The birders among us are tallying up some of the 500 bird species indigenous to this area that they’ve already spied: lesser flamingos, white pelicans, Kori bustards, Crowned cranes with their chicks, ostriches and European storks among others. Many of the birds are spotted near Ngoitokitok Spring that feeds into the swamp that is outlined with marshes. A pod of hippos coming up for air break the silence. Nearby is Lerai Forest, which is home to Yellow Fever trees and Acacias. We make our way through the dense evergreen forests that cover the steep slopes of the crater as we climb over the lip of the crater. While the crater may be the most well-known feature of The Ngorongoro Conservation Area, which covers 8 300km 2 , the other two volcanic craters are also worth a visit.
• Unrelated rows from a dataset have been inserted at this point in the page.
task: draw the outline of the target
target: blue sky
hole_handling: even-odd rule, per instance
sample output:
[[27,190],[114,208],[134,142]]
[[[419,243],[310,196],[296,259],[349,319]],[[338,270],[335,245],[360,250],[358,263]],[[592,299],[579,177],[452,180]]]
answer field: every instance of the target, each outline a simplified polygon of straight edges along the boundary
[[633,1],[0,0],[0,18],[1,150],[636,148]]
Olmoti is famed for its waterfalls, while Empakai has a deep lake surrounded by green walls of vegetation. This is the land of animal-filled volcano craters waiting to be explored.
The Maasai people
The roads within the conservation area are often lined with smiling and waving Maasai children. Tourists are advised not to ask for photographs or to give any handouts (whether it be money, sweets or stationery) as it encourages a begging culture among the youngsters, who then refuse to go to school or tend to their household responsibilities and herding. There are two designated tribes that tourists can visit for a fee (ask your guide). Donations are very welcome and are equally distributed among other villages within the conservation area – ask your guide for details.
The best time to visit
Pair a visit to the Ngorongoro Crater with a trip to Lake Manyara National Park and the Serengeti during the Great Migration. The three best times to visit are in February and March during calving season in the southern Serengeti, April and May in the central plains of the Serengeti, and from July to September for the Mara River crossings in the northern Serengeti. Please remember that nature is unpredictable and these are merely guidelines. Join an organised tour with South African tour company, eXplore Plus Travel & Tours. They will organise your flights and transfers, accommodation, meals and guides. All you’ll have to do is take in the sights and sounds of Tanzania.
How to get there
You can fly from Johannesburg to Arusha International Airport with Ethiopian Airlines, Kenya Airways, Rwandair Express and South African Airways, though the quickest flight, with only one stop over is with South African Airways and their partners, Precision Air.